Although diesel engined cars are getting a bad press at the moment, the investments made by car makers in diesel technology means they’re not going to be abandoned overnight in favour of hybrids and EVs.Instead, expect car makers to demonstrate how clean their diesels now are in the real world to keep buyers on-side, and tell us how economical they are too.
That’s what Honda are doing with the announcement of a ‘comprehensively revised’ 120PS 1.6 litre i-DTEC diesel engine heading for the new Honda Civic in 2018.
Honda are keen you know that this engine in the Honda has been tested using the new Worldwide Harmonised Light Vehicle Test Procedure (WLTP) which actually measures fuel consumption whilst cars are on the road doing real driving. A novel concept.
That, say Honda, means the test figures of 76.3mpg in the WLTP test will be easy to achieve in the real world. Interestingly, that’s the exact same combined economy number the current NEDC Lab Test yields for the current version of this engine.
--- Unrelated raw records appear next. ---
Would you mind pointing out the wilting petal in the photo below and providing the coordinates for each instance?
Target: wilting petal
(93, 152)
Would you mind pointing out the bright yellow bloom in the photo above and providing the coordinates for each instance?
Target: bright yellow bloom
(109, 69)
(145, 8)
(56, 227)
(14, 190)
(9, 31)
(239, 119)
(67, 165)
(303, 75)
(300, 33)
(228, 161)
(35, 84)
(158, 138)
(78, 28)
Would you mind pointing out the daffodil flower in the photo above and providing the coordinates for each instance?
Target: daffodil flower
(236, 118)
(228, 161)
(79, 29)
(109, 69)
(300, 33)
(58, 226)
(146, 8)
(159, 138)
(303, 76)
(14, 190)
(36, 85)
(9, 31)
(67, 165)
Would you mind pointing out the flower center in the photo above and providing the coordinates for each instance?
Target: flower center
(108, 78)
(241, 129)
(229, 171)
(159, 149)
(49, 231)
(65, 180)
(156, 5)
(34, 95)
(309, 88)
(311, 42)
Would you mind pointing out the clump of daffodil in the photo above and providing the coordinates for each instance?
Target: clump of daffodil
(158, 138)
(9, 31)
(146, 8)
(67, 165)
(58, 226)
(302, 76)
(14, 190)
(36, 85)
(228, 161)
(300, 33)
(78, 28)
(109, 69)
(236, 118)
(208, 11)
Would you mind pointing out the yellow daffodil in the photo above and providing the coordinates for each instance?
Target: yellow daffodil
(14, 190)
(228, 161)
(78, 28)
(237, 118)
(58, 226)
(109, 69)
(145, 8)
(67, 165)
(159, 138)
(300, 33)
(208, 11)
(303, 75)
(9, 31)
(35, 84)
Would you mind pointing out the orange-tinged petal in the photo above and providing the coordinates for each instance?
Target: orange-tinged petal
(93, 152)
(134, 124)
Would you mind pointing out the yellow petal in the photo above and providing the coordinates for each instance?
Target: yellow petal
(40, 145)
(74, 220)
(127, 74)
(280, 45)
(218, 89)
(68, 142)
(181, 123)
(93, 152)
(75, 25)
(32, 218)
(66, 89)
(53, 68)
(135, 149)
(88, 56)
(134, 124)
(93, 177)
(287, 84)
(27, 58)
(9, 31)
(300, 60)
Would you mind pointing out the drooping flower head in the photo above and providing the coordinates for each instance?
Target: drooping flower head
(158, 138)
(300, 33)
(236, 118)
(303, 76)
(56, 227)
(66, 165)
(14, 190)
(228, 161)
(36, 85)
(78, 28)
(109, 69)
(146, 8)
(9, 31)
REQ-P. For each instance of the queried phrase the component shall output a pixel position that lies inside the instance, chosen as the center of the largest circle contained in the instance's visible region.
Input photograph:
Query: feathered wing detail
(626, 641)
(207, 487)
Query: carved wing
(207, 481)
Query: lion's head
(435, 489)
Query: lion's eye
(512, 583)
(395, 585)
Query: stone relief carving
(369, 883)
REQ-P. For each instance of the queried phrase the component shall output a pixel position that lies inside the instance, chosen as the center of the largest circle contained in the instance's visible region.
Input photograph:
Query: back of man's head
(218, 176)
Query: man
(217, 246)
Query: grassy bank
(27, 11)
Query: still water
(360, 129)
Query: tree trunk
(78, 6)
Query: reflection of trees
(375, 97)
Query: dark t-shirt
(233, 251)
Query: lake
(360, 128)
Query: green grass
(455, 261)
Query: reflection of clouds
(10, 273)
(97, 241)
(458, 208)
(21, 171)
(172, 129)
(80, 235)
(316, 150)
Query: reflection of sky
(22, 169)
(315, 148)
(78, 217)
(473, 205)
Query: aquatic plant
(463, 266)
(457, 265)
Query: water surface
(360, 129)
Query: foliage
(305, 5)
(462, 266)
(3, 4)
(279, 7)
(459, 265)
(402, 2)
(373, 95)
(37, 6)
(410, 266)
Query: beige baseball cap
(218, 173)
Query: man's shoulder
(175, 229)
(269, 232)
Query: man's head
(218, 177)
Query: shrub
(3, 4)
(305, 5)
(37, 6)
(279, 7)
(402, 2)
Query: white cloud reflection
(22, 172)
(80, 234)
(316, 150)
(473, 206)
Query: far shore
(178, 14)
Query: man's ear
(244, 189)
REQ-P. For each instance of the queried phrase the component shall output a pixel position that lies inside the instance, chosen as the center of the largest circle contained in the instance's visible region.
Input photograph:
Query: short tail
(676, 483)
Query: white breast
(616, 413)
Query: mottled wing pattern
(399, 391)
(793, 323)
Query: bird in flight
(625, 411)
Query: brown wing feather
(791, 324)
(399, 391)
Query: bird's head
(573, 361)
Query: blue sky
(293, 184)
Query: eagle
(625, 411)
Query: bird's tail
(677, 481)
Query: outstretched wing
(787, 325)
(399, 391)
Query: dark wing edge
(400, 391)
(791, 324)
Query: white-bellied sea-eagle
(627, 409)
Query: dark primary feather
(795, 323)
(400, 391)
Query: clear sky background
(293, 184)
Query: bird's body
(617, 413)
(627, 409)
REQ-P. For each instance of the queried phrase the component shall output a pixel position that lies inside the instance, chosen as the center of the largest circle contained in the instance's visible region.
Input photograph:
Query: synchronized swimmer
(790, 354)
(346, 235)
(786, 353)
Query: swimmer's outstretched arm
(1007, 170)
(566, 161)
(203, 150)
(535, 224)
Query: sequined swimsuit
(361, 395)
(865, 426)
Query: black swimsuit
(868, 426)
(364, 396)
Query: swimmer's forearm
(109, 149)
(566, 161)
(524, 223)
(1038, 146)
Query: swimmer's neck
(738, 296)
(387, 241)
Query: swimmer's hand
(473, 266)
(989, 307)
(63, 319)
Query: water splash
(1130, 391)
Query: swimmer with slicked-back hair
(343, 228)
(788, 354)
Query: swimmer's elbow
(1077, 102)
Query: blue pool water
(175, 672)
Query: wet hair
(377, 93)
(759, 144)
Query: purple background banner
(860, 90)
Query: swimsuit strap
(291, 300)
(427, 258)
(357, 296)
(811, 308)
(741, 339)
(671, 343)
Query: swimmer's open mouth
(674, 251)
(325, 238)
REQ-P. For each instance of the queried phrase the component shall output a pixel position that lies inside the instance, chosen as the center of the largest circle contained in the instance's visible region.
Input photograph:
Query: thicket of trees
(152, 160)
Our rule of thumb for real world economy is to take a third off the official combined figure, and that’s usually close. So either Honda has worked miracles on the engine or the WLTP tests are as flawed as the NEDC.
We’ll have to wait to see which is the case until next year, but Honda are also keen to point out the new version of the engine has also tested through the Real Driving Emission (RDE) procedure to validate NOx and particulate emission levels, which is good, and the engine has a NOx storage Converter (NSC) and bigger catalysts with higher active metal content.
As we said, a demonstration that diesel can be good by Honda. Will the pitch work? It should, if the claims stack up.